Climate change inclusion in policy can weigh on economy

As the world comes to terms with the impact of legacy emissions, the pressure to achieve climate-friendly growth mounts. Fiscal and monetary authorities must now be aware of the economic repercussions of climate change and adjust their policy responses accordingly. Asset exposure to extreme weather events and asset depreciation due to a green transition are immediate risks to the financial system.

However, incorporating climate change into a central bank’s policy response function is a widely contentious issue. Some experts see no harm in the bank’s internal assessment of the impact of climate change on the economy, but are reluctant to ask the bank to actively set monetary policy based on such assessments. Others argue that climate change poses a significant threat to financial stability and a central bank that fails to address climate risks is “not doing its job”.

Central banks can direct the flow of finance by restricting the flow of credit to fossil-fuel dependent sectors.
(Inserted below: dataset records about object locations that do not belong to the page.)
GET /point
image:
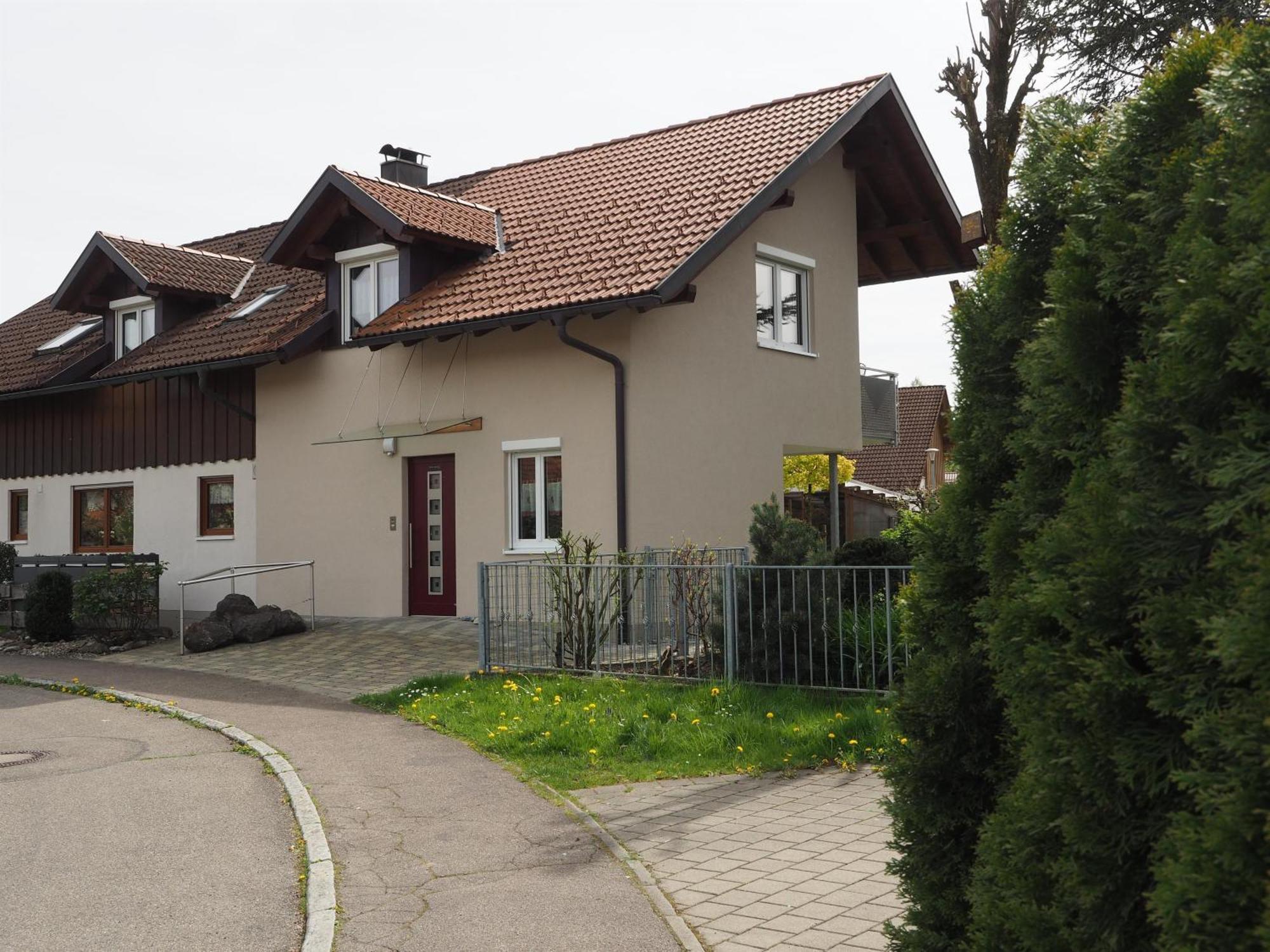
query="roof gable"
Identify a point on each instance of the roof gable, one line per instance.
(904, 468)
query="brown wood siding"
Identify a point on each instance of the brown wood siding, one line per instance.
(164, 422)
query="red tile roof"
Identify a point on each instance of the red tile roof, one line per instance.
(614, 220)
(186, 268)
(902, 469)
(431, 211)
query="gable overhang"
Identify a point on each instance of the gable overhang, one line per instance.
(96, 262)
(881, 111)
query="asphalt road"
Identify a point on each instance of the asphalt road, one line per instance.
(138, 832)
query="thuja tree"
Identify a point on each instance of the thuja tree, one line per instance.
(1130, 644)
(947, 780)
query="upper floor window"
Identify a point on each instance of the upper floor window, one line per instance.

Central banks apply a number of best practices and approaches. For example, the Bank of Lebanon sets different reserve requirements for loans associated with energy savings. The People’s Bank of China is offering commercial banks positive incentives for green lending, and India is including renewable energy (RE) lending to priority sectors.

RBI was measured but receptive to addressing concerns. In 2021, she joined the Network for Greening Financial System, a voluntary group of 116 central banks promoting the sharing of green finance best practices. In July 2022, she published a discussion paper dealing with the topic of climate risks and sustainable finance. The paper seeks to understand preferred approaches to identifying and disclosing exposures to climate-related risks, risk management frameworks and capacity building in the banking sector.